A lot of us New Yorkers have bought apartments or bought lofts or are struggling to do it because at least that gives you some respite from the inexorable tightening of the screw every year—rent. But that puts you on this treadmill where you are constantly thinking, “Should I sell this place and move somewhere cheaper?” Artists have migrated across the East River and eastward in Brooklyn—as have non-artist populations, apparently going back to the Lenape Indians. There’s been a migration to New Jersey, to Philadelphia, and farther afield.
Now we’re all reading in the New York Times, our bible of gentrification, that there are artists moving to Beacon, New York, and Hudson, New York. There are working-class populations who live in those towns who have been just as impoverished by the closing of factories as have people like them in New York City. And they are stuck in these towns that have now been chichi-ed and upscaled, and their downtowns have been turned into art gallery and antique gallery rows.
I think people need a certain amount of freedom from risk. Artists, for sure, need to be freed from the daily anxiety of whether they are going to be able to live in the space in which they are living and working. But there’s no guarantee for that.
Guernica: One of de Blasio’s attempts at an answer has been to develop more. He’s essentially said, “We’ll let you go over building-size variances if you include affordable housing.”
Sharon Zukin: So, yes, artists are now going to queue up for affordable housing? There are masses of people who need affordable housing. I think that, politically, it is very difficult to give preference to artists over another group.

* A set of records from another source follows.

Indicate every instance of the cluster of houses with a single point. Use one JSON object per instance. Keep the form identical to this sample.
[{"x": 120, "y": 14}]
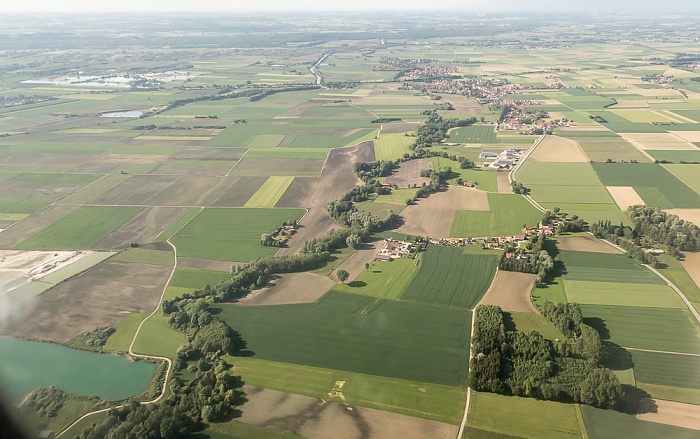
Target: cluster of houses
[
  {"x": 392, "y": 249},
  {"x": 504, "y": 160}
]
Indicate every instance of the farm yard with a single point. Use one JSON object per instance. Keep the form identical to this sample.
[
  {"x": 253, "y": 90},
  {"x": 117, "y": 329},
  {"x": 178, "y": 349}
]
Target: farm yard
[{"x": 241, "y": 139}]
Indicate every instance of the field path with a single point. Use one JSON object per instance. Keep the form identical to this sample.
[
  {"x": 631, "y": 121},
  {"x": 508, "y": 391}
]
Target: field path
[{"x": 136, "y": 334}]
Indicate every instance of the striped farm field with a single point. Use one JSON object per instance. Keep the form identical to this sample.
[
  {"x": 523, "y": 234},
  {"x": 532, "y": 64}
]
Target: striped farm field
[
  {"x": 81, "y": 229},
  {"x": 231, "y": 234},
  {"x": 392, "y": 146},
  {"x": 448, "y": 276},
  {"x": 270, "y": 192},
  {"x": 622, "y": 294}
]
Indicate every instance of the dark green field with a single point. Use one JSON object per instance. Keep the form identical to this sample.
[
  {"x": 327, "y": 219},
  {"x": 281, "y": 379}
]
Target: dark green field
[
  {"x": 359, "y": 334},
  {"x": 656, "y": 186},
  {"x": 447, "y": 276}
]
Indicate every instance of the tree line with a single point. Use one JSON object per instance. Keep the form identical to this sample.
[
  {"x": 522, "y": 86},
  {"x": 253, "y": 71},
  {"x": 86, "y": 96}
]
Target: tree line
[{"x": 529, "y": 365}]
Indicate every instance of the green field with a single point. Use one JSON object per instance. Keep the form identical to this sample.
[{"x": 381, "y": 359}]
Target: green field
[
  {"x": 80, "y": 229},
  {"x": 231, "y": 234},
  {"x": 270, "y": 192},
  {"x": 386, "y": 280},
  {"x": 473, "y": 134},
  {"x": 392, "y": 146},
  {"x": 507, "y": 215},
  {"x": 656, "y": 186},
  {"x": 609, "y": 424},
  {"x": 360, "y": 334},
  {"x": 523, "y": 417},
  {"x": 424, "y": 400},
  {"x": 622, "y": 294},
  {"x": 645, "y": 328},
  {"x": 448, "y": 276}
]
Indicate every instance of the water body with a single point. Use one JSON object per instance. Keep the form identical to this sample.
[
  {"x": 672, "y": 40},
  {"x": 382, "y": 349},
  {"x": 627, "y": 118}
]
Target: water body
[
  {"x": 26, "y": 365},
  {"x": 130, "y": 113}
]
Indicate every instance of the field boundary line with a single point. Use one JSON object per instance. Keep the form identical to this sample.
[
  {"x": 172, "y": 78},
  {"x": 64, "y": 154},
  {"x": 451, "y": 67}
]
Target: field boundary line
[
  {"x": 138, "y": 330},
  {"x": 677, "y": 290},
  {"x": 663, "y": 352}
]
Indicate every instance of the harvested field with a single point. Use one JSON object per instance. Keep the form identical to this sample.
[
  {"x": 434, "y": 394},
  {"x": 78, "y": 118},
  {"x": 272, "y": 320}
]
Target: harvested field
[
  {"x": 290, "y": 288},
  {"x": 318, "y": 419},
  {"x": 433, "y": 216},
  {"x": 399, "y": 128},
  {"x": 409, "y": 173},
  {"x": 585, "y": 244},
  {"x": 557, "y": 149},
  {"x": 206, "y": 264},
  {"x": 315, "y": 223},
  {"x": 669, "y": 413},
  {"x": 503, "y": 181},
  {"x": 692, "y": 215},
  {"x": 624, "y": 196},
  {"x": 142, "y": 228},
  {"x": 32, "y": 224},
  {"x": 511, "y": 291},
  {"x": 169, "y": 190},
  {"x": 102, "y": 296},
  {"x": 355, "y": 264},
  {"x": 337, "y": 177}
]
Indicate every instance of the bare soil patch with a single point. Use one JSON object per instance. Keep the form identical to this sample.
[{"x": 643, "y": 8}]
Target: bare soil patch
[
  {"x": 317, "y": 222},
  {"x": 433, "y": 216},
  {"x": 669, "y": 413},
  {"x": 290, "y": 288},
  {"x": 511, "y": 291},
  {"x": 206, "y": 264},
  {"x": 692, "y": 215},
  {"x": 503, "y": 181},
  {"x": 398, "y": 128},
  {"x": 141, "y": 228},
  {"x": 409, "y": 173},
  {"x": 101, "y": 296},
  {"x": 337, "y": 177},
  {"x": 318, "y": 419},
  {"x": 624, "y": 196},
  {"x": 32, "y": 224},
  {"x": 355, "y": 264},
  {"x": 558, "y": 149},
  {"x": 585, "y": 243},
  {"x": 182, "y": 190}
]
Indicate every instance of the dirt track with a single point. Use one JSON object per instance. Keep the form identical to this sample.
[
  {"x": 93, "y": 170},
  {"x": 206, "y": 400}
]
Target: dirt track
[
  {"x": 290, "y": 288},
  {"x": 558, "y": 149},
  {"x": 511, "y": 291},
  {"x": 318, "y": 419},
  {"x": 433, "y": 216},
  {"x": 585, "y": 244},
  {"x": 669, "y": 413},
  {"x": 101, "y": 296}
]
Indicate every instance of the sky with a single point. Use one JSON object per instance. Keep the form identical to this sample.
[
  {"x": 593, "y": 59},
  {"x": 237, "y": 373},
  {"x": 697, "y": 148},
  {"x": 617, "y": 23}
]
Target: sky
[{"x": 596, "y": 6}]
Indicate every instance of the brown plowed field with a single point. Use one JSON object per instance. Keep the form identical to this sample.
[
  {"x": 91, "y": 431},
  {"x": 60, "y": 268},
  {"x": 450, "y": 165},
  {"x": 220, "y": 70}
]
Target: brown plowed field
[
  {"x": 318, "y": 419},
  {"x": 171, "y": 190},
  {"x": 625, "y": 196},
  {"x": 32, "y": 224},
  {"x": 558, "y": 149},
  {"x": 290, "y": 288},
  {"x": 101, "y": 296},
  {"x": 511, "y": 291},
  {"x": 433, "y": 216},
  {"x": 409, "y": 173},
  {"x": 141, "y": 228},
  {"x": 585, "y": 244},
  {"x": 669, "y": 413},
  {"x": 315, "y": 223}
]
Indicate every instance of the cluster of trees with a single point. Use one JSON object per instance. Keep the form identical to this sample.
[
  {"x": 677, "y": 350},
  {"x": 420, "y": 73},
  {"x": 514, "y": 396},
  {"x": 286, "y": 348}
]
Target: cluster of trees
[
  {"x": 665, "y": 228},
  {"x": 515, "y": 363},
  {"x": 530, "y": 257}
]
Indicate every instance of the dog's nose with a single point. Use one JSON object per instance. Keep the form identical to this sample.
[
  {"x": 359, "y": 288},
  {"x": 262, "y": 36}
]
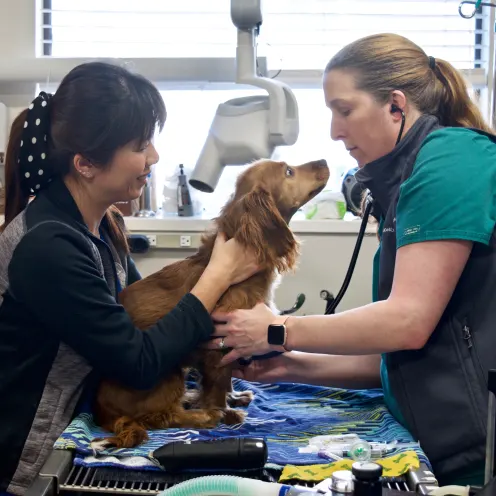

Now, could there be an impressive envisioning process where developers would be asked to collaborate with urban designers? Maybe envision a large-scale development with local shops, dense housing, maybe a few towers, maybe a few mid-rise buildings, and art workshops in the mix? That would be great. I don’t see a call for those proposals. But I think that it would not be outrageous to propose that kind of vision.
Guernica: You told the New York Times that there was a “pervasive hunger of the upper-middle class for ever more homogeneous neighborhoods.” Can you expand on that?
Sharon Zukin: Yeah, I think that there is a middle-class desire, and maybe an almost universal desire, among many human beings to live in clean neighborhoods, among people like themselves, around people with whom they feel comfortable. That can be exclusive, it could be exclusionary. It could be racist, classist, genocidal, and so on. Most people like comfort. Now what provides a sense of comfort varies. I do think that people who like living in cities like small-scale human interaction and they like the social dimensions of aesthetic diversity that Jane Jacobs wrote about.
I think people like difference. Sometimes they may not be comfortable with difference, but they like it. It’s thrilling. When you walk out the door in New York City, certainly in a mixed-use neighborhood like the Village, you see exciting things! I mean, you just do. Partly because it’s New York, partly because it’s a mixed-use neighborhood. “Oh, this store is closing, that store is opening.” And especially if it’s not a chain store, then it is interesting because it is unique in some way. The small-scale familiar is also very comforting. Especially in the twenty-first century, when the world is rapidly changing and there are many risky situations, I think we need to build on and protect the comfort that we have in our neighborhoods in a way that does not exclude others.
I don’t think more chain stores are comforting. However, they pay $15,000 or more a month in rent. Is New York City not sufficiently saturated with drugstores and bank branches? When you have every neighborhood looking the same, you know the city is at a danger point. And why should anybody want to live here, why should anybody want to visit here? A metropolis like New York or London or Shanghai is built on a strong sense of individual neighborhoods, and we are destroying that.